The property/casualty insurance industry should not count on Congress reauthorizing the federal terrorism reinsurance program this year or in time for January renewals, according to a key insurance lobbyist working on the issue on Capitol Hill.
If Congress agrees to extend the terrorism insurance backstop, known as TRIA, it will probably not do so until late next year when the program is scheduled to expire, said Leigh Ann Pusey, president and CEO of the insurer trade group, the American Insurance Association.
Pusey said Congress has a history of “running right up against the deadline” on TRIA and she expects the same will happen again. The current program expires Dec. 31, 2014.
“I am not optimistic we will have it extended in time for January renewals,” she said. But she said she thinks it will eventually be extended.
“I am optimistic it gets done in 2014 but not this year because of a crowed agenda and the history of this issue” of last-minute action, Pusey told reporters during a press availability at AIA headquarters in Washington, D.C.
Thus, insurance carriers and brokers will have to discuss the potential expiration of terrorism coverage and the need for exclusions with their accounts that come up for renewal starting in late 2013, as they have had to do in the past years when Congress waited until the deadline to renew TRIA.
The original federal Terrorism Risk Insurance Act (TRIA) was enacted after the Sept. 11, 2001 attacks to allow the federal government and the insurance industry to share losses in the event of a major terrorist attack. The current version of TRIA is officially the Terrorism Risk Insurance Program Reauthorization Act (TRIPRA).
Pusey said the Boston Marathon bombing in March has raised questions and the level of interest in Washington over TRIA and that supporters of the program face a political battle for a number of reasons.
One reason is that Congress has a “crowded agenda and other priorities” right now. A key player, House Financial Services Committee Chair Jeb Hensarling, R- Texas, is focused on housing issues this year, she said.
Another obstacle is that there are many new members of Congress— almost half in Congress and on the House committee were not around for past TRIA debates and have never voted on the program. These members have questions and need to be educated about TRIA, according to Pusey.

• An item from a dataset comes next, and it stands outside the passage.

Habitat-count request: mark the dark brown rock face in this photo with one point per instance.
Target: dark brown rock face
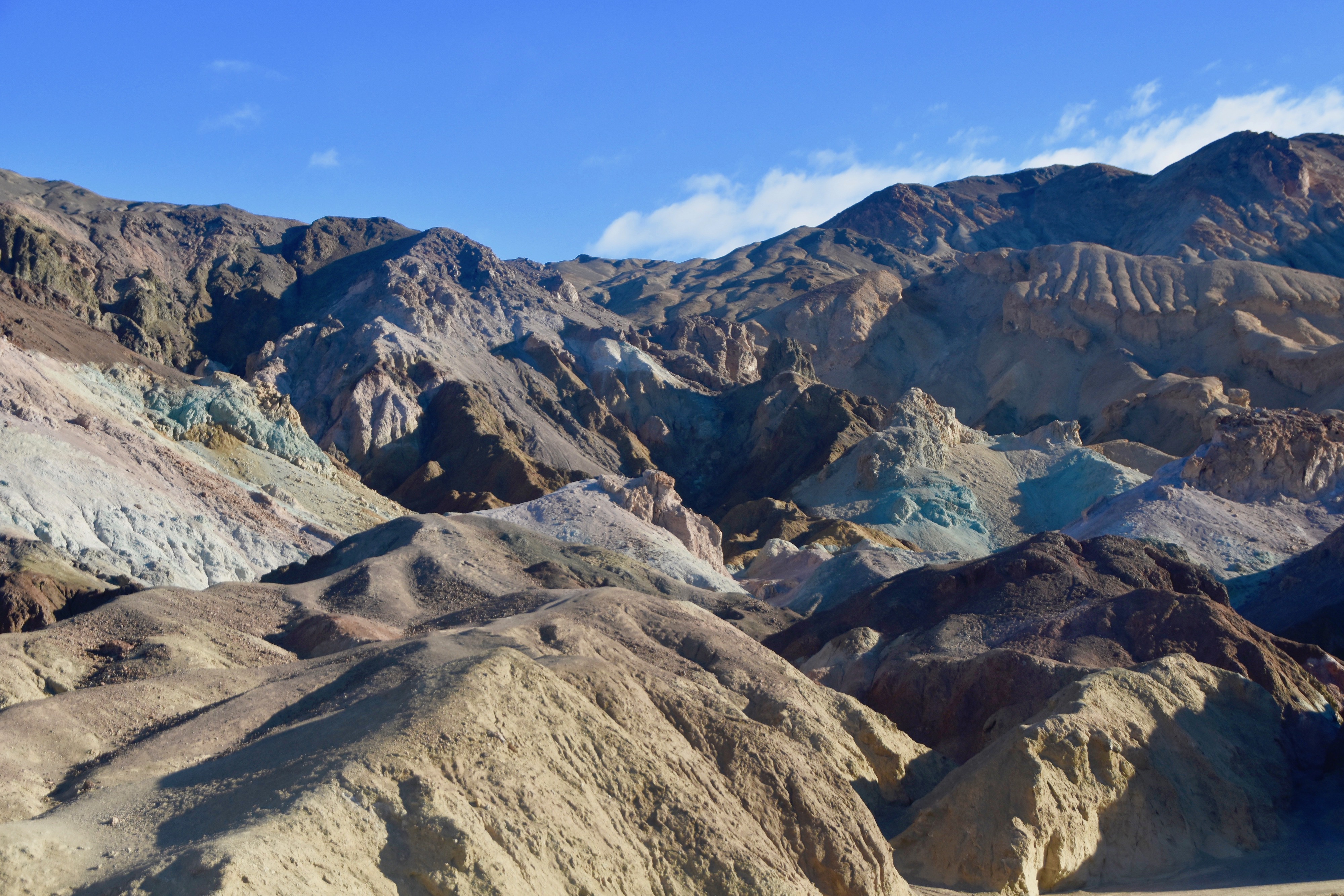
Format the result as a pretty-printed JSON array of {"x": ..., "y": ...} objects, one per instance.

A third obstacle, Pusey said, is the segment in Congress that is “philosophically hesitant” to back government programs where they believe private markets can do the job. Among them is Hensarling. “He is challenging us to make the case for the program and that’s a fair thing to do,” the AIA executive said.
Even the Treasury Department has questioned the need to extend TRIA and it is due to issue a new report by the end of September that could influence the debate.

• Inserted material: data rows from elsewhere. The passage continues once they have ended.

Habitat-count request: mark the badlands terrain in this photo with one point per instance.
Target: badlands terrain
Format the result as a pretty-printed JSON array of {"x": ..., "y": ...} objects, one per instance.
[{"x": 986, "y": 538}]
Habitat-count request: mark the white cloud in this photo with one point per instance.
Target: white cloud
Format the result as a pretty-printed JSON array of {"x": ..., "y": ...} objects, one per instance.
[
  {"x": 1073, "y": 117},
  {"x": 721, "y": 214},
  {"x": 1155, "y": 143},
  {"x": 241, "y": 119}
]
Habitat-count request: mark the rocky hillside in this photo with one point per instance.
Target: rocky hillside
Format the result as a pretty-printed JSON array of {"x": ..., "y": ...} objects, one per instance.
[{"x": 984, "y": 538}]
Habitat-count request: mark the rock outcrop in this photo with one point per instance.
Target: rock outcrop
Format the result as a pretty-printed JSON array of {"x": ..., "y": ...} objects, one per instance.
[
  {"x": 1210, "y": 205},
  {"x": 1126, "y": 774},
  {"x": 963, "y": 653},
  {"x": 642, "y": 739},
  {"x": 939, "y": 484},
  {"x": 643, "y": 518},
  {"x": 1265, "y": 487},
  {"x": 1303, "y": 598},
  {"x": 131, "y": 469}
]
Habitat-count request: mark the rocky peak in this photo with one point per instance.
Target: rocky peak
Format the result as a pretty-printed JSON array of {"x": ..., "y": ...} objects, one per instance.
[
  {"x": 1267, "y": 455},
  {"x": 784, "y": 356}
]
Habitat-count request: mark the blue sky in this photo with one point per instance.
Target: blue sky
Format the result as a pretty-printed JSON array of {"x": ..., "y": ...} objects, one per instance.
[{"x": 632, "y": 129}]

Pusey said that to succeed in this political climate supporters must distinguish TRIA from other government programs that are frequent targets of criticism. She said lawmakers need to know that TRIA is designed so that the insurance industry has “significant skin in the game” due to required high retentions and also that taxpayers are protected because the government must recoup monies up to $27.5 billion if it ever has to pay out anything and may recoup even more. Also, TRIA only covers losses after private insurers have paid $100 billion.
She argued that TRIA should be extended because it has “worked well for the U.S.” and helped provide economic stability and an orderly economic recovery after Sept. 11, 2001. She said the federal program continues to make it possible for private insurers to write terrorism coverage below the $100 billion threshold at which the government would be tapped.

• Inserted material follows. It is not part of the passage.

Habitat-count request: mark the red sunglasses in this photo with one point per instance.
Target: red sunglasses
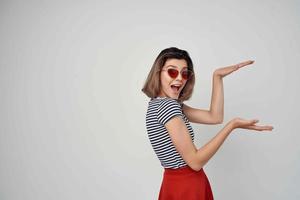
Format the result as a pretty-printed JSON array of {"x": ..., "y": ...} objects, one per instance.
[{"x": 173, "y": 73}]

“It [TRIA] is about economic stability and orderly economic recovery,” she said.
Pusey said that while there is talk of private capital available to enter insurance, this is not coming into the terrorism insurance space because, unlike natural catastrophes, manmade terrorism risk “cannot be modeled.”
The construction, banking and real estate interests generally support renewal of TRIA along with the insurance industry.
The conservatives in Congress who are resistant to TRIA have an unusual ally in the Consumer Federation of America. CFA’s insurance chief, J. Robert Hunter, former Texas insurance commissioner, has criticized TRIA as unnecessary.
Hunter has said TRIA amounts to a $7 billion subsidy that is helping turn P/C insurers into “nervous nellies” that are afraid to underwrite difficult risks like terrorist attacks. He said the $7 billion figure is what the industry would have to pay in premiums for the reinsurance it is getting for free from the government.
Industry insiders dismiss Hunter’s $7 billion figure as “bogus” and his argument as anti-consumer.
Dr. Robert Hartwig, president of the industry’s Insurance Information Institute (III), said the TRIA program has cost taxpayers almost nothing and that not renewing TRIA would hurt consumers because it would dry up the private market and leave businesses without coverage.
Pusey said that early proposals for TRIA had insurers paying upfront for the backstop provided by TRIA but lawmakers rejected that in favor of the model that has the government recouping monies after an event.
Pusey agreed with Hartwig. “The benefit of TRIA is to the economy, not the industry,” Pusey said.